Content warning: sexual assault & rape mentions
Uber announced Wednesday that it had fired senior executive Eric Alexander amidst an ongoing investigation of the rape of a passenger by her Uber driver in Delhi, India. According to The New York Times, Alexander was not on any sort of watch list to be terminated, but after he “obtained the medical records” of the woman involved in the case and it began to seek media coverage of them, the company had to take action.
“Both Travis Kalanick, Uber’s chief executive, and Emil Michael, the company’s senior vice president of business, had read and discussed the woman’s medical records with Mr. Alexander at length,” according to The New York Times. For some reason these men didn’t find their actions heinous in this instance. What did they have to gain exactly by seeing those records?
Alexander apparently thought the rape case was just a ploy by a competitor to ruin Uber’s business in India. “[Alexander] was let go only after reporters asked Uber about his actions, despite several high-level executives having knowledge of the matter,” The New York Times reports. And people think that rape culture is a doesn’t exist.
It seems the transportation and food delivery titan is constantly in the news these days—and never for good reasons. Just yesterday, news broke that 20 people at Uber had been fired as a result of a wider investigation of company practice with regard to sexual assault.

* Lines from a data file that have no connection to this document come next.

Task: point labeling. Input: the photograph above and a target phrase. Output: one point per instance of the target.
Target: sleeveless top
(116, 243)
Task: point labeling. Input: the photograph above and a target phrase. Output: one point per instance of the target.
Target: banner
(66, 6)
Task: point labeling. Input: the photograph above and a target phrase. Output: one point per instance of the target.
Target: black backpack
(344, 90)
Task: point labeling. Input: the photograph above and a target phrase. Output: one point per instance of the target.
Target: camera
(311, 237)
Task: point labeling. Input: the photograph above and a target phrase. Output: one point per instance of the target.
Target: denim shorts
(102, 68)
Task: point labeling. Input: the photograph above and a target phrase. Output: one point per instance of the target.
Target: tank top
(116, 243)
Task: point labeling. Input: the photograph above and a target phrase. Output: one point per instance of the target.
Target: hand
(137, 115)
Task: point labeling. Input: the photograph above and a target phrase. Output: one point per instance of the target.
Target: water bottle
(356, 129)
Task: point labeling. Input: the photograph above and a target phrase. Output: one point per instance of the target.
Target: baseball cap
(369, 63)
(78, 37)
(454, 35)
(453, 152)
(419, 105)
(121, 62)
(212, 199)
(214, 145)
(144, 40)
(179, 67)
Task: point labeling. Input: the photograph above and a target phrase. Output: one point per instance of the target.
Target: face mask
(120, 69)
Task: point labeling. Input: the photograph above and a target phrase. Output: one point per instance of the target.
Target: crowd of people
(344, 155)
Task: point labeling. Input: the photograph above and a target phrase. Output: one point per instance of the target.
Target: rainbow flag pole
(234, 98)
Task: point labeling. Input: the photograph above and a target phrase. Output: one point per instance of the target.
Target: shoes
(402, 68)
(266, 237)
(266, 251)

The week before, a teenage girl stabbed her Uber driver to death in Illinois, and earlier this year CEO Travis Kalanick had to cancel plans to become one of President Donald Trump’s economic advisers after #DeleteUber trended on social media.
I personally deleted my Uber app after the Trump situation. I’m a devoted Lyft user now, and there are plenty of alternatives — consider moving your hard-earned money to Safr, a ridesharing company “built for and powered by women” or Moovn, a black-owned transportation service.